Foto: Cathrin Mueller/Bongarts/Getty Images

>>> Saisonrückblick (1): Top aufgestellt in der falschen Liga
>>> Saisonrückblick (2): Vorentscheidung bei der Mitgliederversammlung
>>> Saisonrückblick (3): Sportliche Pflichterfüllung ohne Kür
>>> Saisonrückblick (4): Spinners Abgang und viele interne Querelen
>>> Saisonrückblick (5): Der Veränderungsprozess geht weiter

Am 27. April 2019 war die nur kurze Ära Markus Anfangs beim 1. FC Köln bereits wieder Geschichte. Diese Entlassung kann dabei durchaus kritisch hinterfragt werden, da sich der effzeh zu dieser Zeit mit einem guten Punktepolster auf Platz eins der zweiten Bundesliga und damit voll auf Aufstiegskurs befand. Später sollte sich herausstellen, dass der 1. FC Köln sogar mit der unter Anfang erreichten Punktzahl aufgestiegen wäre – das konnte zum Zeitpunkt der Entlassung aber auch keiner ahnen. Armin Veh entschied sich dann dennoch dazu, die Trennung vom ehemaligen Kieler Trainer in die Wege zu leiten, um sich für die neue Saison neu aufzustellen.

Eine genaue Betrachtung offenbart, dass es durchaus nachvollziehbare taktische Gründe dafür gab – und zwar deren vier, die uns Gastautor Denis (effzeh-Podcaster bei Trotzdem Hier) dankenswerterweise aufbereitet hat.

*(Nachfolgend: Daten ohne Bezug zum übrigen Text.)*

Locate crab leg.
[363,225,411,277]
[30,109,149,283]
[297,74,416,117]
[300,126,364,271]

Über andere Gründe im Bereich des „Verlierens der Kabine“ soll hier nicht spekuliert werden. Los geht es mit dem ersten Grund, der Frage nach dem richtigen System und den passenden Spielern.

Grund eins: Markus Anfang stellte das System über die Spieler

Als Markus Anfang im Sommer in die Domstadt am Rhein wechselte, kam er mit der blendenden Visitenkarte aus Kiel, die KSV von der dritten Liga in die Relegation zur ersten Liga geführt zu haben, wo man nur knapp am VfL Wolfsburg scheiterte. Dabei tat sich Anfang vor allem als Trainer mit einem erfrischenden Spielstil und klaren Abläufen in einem fest verankerten 4-1-4-1-System hervor, in dem der Spielaufbau flach und hart über die Spielmitte erfolgen sollte.

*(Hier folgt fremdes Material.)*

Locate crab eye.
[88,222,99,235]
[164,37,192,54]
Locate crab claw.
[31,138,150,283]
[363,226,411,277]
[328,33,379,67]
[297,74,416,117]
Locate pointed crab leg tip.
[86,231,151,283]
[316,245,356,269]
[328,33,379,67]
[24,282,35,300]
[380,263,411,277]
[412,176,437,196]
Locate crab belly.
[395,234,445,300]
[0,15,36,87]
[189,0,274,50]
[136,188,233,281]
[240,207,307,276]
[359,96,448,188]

Dieses 4-1-4-1 sollte Anfang nun beim gerade nach rekordverdächtig schwacher Saison abgestiegenem 1. FC Köln implementieren. Dazu durfte er nicht nur einige Wunschspieler wie Rafael Czichos, Lasse Sobiech, Niklas Hauptmann oder Dominick Drexler mitbringen, sondern bekam auch den fußballerischen Rohdiamanten Louis Schaub von Rapid Wien hinzu. Diese Neuverpflichtungen, gepaart mit verbliebenen Routiniers wie Hector, Höger, Risse und Horn, sollte eine hohen Variabilität ermöglichen. Vor allem, da man bereits im Winter der Vorsaison den mehrfachen Zweitliga-Torschützenkönig Simon Terodde für sich gewinnen konnte und mit Nachwuchsspielern wie Noah Katterbach (immerhin Gewinner der Fritz-Walter-Medaille 2018 – gemeinsam mit einem gewissen Kai Havertz), Nikolas Nartey, Yann-Aurel Bisseck und Chris Führich einen guten Unterbau sein Eigen nennen konnte. An Anfang lag es nun, dieses Spielermaterial zu einem funktionierenden Gesamtgefüge zusammenzuschweißen.

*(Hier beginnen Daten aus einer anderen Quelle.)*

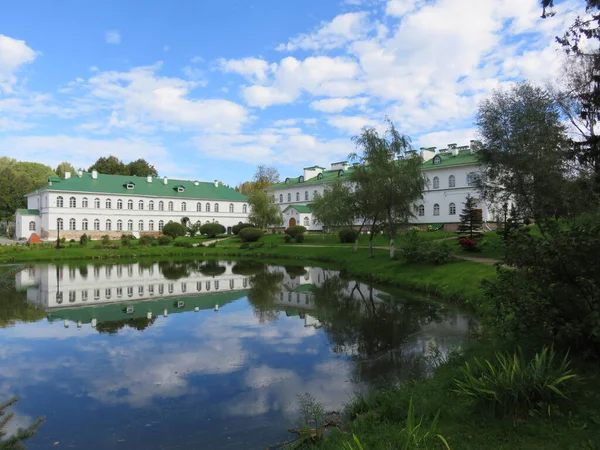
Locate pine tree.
[0,397,44,450]
[458,195,483,239]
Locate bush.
[200,222,225,238]
[285,225,306,238]
[231,223,256,236]
[338,228,358,244]
[162,221,185,239]
[158,236,173,245]
[238,228,264,242]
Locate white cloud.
[0,34,37,94]
[104,30,121,44]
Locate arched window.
[448,175,456,187]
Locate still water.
[0,261,471,449]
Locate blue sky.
[0,0,582,185]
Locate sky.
[0,0,583,185]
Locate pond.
[0,260,472,449]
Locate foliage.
[200,222,225,238]
[238,227,264,242]
[248,189,283,229]
[285,225,306,238]
[455,347,576,415]
[162,221,185,239]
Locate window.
[448,175,456,187]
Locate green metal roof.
[27,172,248,201]
[17,209,40,216]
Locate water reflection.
[0,261,476,449]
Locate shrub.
[285,225,306,238]
[200,222,225,238]
[231,223,256,236]
[158,236,173,245]
[238,228,264,242]
[338,228,358,244]
[162,221,185,239]
[454,347,576,414]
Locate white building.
[16,170,249,239]
[269,141,494,231]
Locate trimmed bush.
[285,225,306,238]
[162,221,186,239]
[200,222,225,237]
[338,228,358,244]
[238,228,264,242]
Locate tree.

Grafik: Denis von “Trotzdem Hier”

Dabei stand für Anfang seit dem ersten Vorbereitungsspiel fest, dass es das 4-1-4-1 aus Kiel werden sollte. Nachvollziehbar, da man ihn ja gerade deswegen geholt hatte. Allerdings stellte sich schnell heraus, dass man für dieses System keinen geeigneten Sechser im Kader hat, der alleine den ganzen Sechserraum abdecken kann und zudem gegnerischen Angriffe im Keim ersticken kann, aber auch durchbrechende Angreifer aufnehmen kann. Einen solchen raumgreifenden Sechser gibt der Kader schlicht nicht her, Salih Özcan fehlte schlicht die Erfahrung, um eine der anspruchsvollsten Rollen im Weltfußball bereits ausfüllen zu können, Marco Höger (der zudem zu Beginn verletzt fehlte) besitzt nicht die dafür nötige Dynamik und Vincent Koziello nicht die körperliche Robustheit.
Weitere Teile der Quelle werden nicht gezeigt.